10/26/2010 4:00PM

Kentucky commission approves increased schedule for 2011


LEXINGTON, Ky. – The Kentucky Horse Racing Commission on Tuesday approved a total of 209 Thoroughbred dates for the state’s five racetracks in 2011, a slight increase over the 202 dates that were approved last year.

Under the requests, Turfway Park will race a total of 82 dates, a five-date increase over the track’s request last year, and Ellis Park will race 31 dates, four more than last year’s request. Churchill applied for 60 dates, two fewer than last year, while Keeneland applied for 32 dates, identical to their request last year. Kentucky Downs applied for four dates.

The dates requests were approved unanimously by a commission that has raised concerns over the past two years about the dwindling number of live race dates on the year-round Kentucky circuit. Horsemen, tracks, and commissioners have cited competition from tracks in neighboring states with slot-machine subsidies for luring horses out of the state, although the impact of the recession and long-running declines in racing’s popularity are also factors.

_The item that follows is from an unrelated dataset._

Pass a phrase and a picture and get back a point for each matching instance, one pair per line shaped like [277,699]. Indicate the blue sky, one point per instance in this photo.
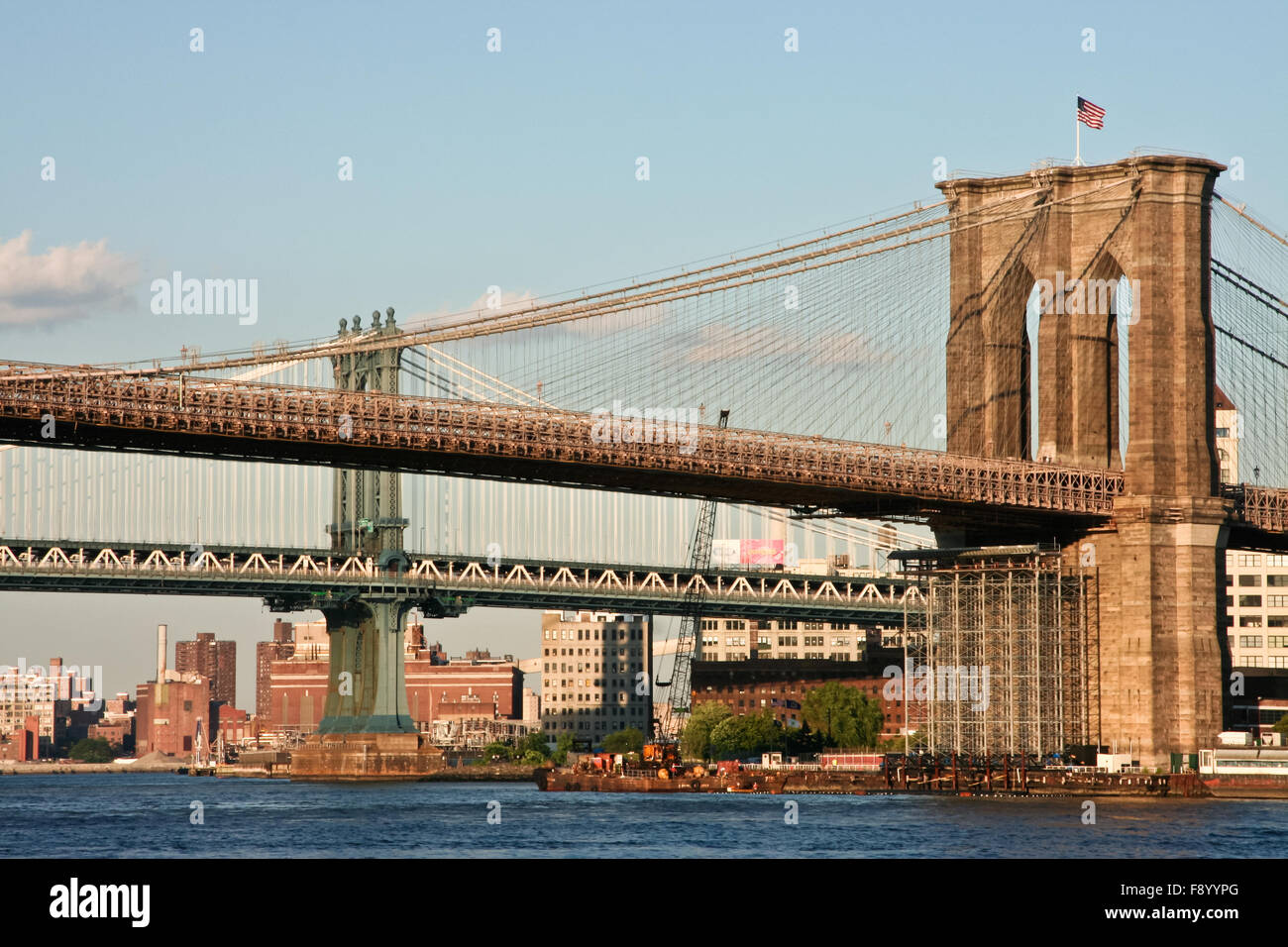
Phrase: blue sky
[518,167]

Also at the meeting, the commission approved rules that will allow stewards to use electronic foal certificates to verify the identities of horses entered to race. Those rules will likely take effect in approximately six months, after the regulations have been vetted by the state legislature.

The commission met on Tuesday one day after the it reached a settlement with the Jockeys’ Guild that suspended an emergency regulation that had required jockeys to disclose the financial terms of any sponsorship agreements to the commission.

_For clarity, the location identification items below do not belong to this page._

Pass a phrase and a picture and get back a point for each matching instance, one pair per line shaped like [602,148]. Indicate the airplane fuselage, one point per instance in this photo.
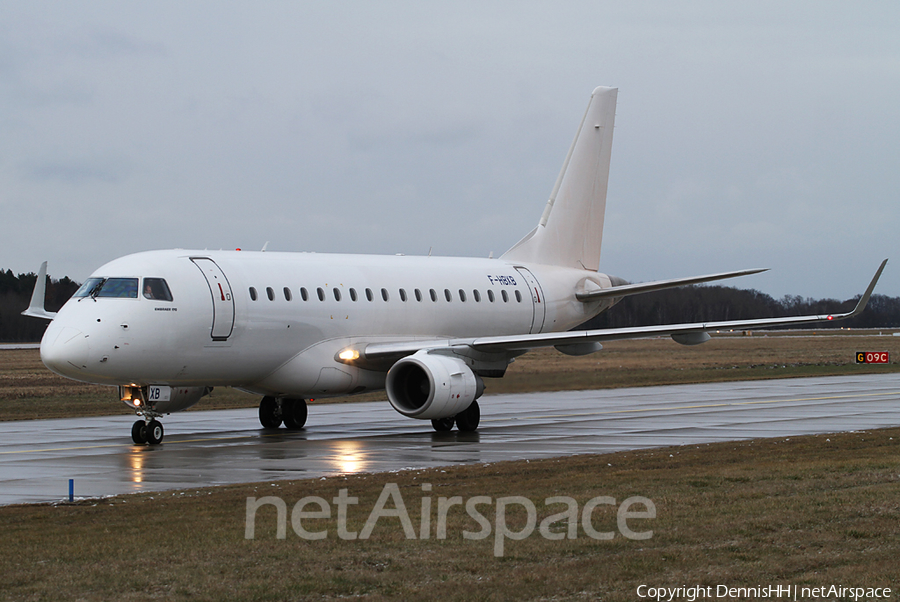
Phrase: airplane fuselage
[273,323]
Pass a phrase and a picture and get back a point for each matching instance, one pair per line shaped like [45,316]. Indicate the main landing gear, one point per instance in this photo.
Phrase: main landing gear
[466,421]
[147,431]
[275,410]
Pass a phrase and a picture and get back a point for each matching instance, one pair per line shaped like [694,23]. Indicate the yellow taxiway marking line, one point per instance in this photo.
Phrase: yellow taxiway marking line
[697,406]
[49,449]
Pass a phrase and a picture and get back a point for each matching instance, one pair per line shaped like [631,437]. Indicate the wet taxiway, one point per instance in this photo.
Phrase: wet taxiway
[37,458]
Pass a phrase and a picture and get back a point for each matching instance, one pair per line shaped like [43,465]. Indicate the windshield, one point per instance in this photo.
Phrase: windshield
[89,285]
[156,288]
[123,288]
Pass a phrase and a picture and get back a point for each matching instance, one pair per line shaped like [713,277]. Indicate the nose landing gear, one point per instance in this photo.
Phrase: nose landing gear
[147,431]
[273,411]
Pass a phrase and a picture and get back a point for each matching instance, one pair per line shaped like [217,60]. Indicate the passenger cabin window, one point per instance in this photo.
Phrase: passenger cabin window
[157,289]
[122,288]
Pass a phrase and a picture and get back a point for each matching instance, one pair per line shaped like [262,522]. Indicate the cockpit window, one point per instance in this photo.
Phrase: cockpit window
[157,289]
[88,287]
[122,288]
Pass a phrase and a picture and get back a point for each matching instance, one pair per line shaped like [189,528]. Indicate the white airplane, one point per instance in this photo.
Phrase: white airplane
[166,327]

Last week, the Guild had filed a lawsuit to suspend the rule, in part because of concerns that the new requirement would impair riders’ ability to reach the agreements in advance of the Nov. 5-6 Breeders’ Cup at Churchill Downs in Louisville.

Mindy Coleman, the attorney for the Jockeys’ Guild, said that the settlement will remove the disclosure requirement from both the emergency regulation and formal regulations that are currently being reviewed by legislative committees. The settlement, however, does not address a separate request in the lawsuit that seeks to overturn emergency regulations requiring the use of more expensive safety vests. The guild has objected to the way the commission adopted the safety-vest requirements under the emergency regulations, and has also raised concerns about the data the commission used to assess the new vests, Coleman said.

The commission had adopted the disclosure requirement after a flap between some owners and riders erupted during this year’s Kentucky Derby. According to the commission, jockeys will still need approval from stewards, owners, and racing associations before they will be allowed to wear any advertising materials while riding.